Staffe’s heart sags and he says ‘No’ out loud to himself. He can’t quite stop all the sadness. He wants to have been a better man. He shrugs, even though he’s alone. He’s been alone too long not to value himself as an audience.
He pulls the heavy front door closed behind him and wishes the kids weren’t still playing kerbie in the road. He thinks about telling them to watch themselves but says nothing. Sometimes your spirit is too frail to take casual profanities from the nine-year-old loved ones of your neighbours.
Round the
back, up the narrow lane that his house backs on to, he slips the big fat key into the big fat padlock that tries to ward off evil spirits from his lock-up. He takes two steps back, bringing the doors with him, looking at his two cars. It’s a night for the crap one. It’s almost always a night for the crap one.
There’s an ingrained pall of long-ago cigarettes in the old Peugeot and as he twists the ignition key, Staffe feels a burning yen for a long, slow, drag on a Rothmans. The diesel engine coughs up like a one-lung smoker. The radio comes on of its own accord and he turns it up a notch. Stravinsky, he thinks, and the violins scratch away over the long slow swoon of brass and wind.
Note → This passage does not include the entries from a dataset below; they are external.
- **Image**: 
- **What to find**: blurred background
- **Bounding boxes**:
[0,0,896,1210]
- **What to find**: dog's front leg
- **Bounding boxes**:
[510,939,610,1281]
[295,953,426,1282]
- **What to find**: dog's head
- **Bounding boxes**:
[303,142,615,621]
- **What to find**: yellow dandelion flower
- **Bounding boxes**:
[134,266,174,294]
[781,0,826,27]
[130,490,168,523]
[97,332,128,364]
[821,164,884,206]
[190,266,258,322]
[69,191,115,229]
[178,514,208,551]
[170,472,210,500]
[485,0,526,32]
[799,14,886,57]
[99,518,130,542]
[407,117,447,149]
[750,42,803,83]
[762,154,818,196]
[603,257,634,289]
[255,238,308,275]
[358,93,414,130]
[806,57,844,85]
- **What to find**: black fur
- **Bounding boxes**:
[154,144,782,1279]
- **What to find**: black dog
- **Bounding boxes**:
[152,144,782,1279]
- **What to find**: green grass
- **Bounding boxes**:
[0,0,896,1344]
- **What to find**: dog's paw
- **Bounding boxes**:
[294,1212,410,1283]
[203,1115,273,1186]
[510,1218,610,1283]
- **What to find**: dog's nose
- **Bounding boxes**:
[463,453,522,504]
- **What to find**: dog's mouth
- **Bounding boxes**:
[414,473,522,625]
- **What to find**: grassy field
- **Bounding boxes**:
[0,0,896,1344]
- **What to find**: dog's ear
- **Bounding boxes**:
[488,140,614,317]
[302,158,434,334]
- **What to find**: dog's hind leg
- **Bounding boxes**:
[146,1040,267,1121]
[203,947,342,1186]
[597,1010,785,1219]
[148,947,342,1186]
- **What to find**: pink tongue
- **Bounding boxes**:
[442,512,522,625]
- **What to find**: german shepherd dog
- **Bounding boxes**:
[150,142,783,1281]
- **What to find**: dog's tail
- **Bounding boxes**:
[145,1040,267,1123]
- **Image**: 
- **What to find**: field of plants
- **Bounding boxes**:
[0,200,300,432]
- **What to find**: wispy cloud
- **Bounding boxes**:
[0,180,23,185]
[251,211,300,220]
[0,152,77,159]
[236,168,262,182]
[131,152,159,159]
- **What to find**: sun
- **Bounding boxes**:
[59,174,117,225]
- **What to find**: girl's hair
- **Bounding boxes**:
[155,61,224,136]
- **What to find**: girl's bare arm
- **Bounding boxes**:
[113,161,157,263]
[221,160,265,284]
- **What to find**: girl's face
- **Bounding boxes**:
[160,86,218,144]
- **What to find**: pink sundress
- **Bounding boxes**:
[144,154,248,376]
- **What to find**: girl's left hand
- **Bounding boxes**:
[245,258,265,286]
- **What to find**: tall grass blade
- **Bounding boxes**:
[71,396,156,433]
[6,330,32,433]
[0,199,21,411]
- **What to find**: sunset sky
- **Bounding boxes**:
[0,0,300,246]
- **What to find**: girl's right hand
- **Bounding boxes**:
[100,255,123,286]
He thinks it’s the Firebird. He doesn’t mind Stravinsky but he wishes it was Grieg. Something smoother for a night like this. He pictures himself on a Basque waterfront. All alone, watching the Atlantic swell.
Janine is outside the victim’s flat when Staffe gets to the Limekiln. The victim is Karl Colquhoun: thirty-six years old with two conditional discharges. Round here, that makes him an angel.
As Staffe approaches Janine, walking along the decked, concrete access, it looks as if she might be taking in the sunset, leaning on the rusted railing and peering out over the quadrangle of the Limekiln. The crime-scene tape is out: more a curtain going up on a new drama than a shield to keep folk away. The people have come, hanging around in groups. It’s like a bear pit and Staffe thinks what a sick joke it is that it takes something like this to bring a community together.
Staffe leans out and calls down to the uniformed officers to disperse the growing crowd. The officers shrug. They move towards the cluster of small groups and Staffe waits for a reaction, half expecting something to flare. But it doesn’t. One or two women move forward, out of the groups and up to the officers. They start talking, gesturing up to the fifth floor, snarling.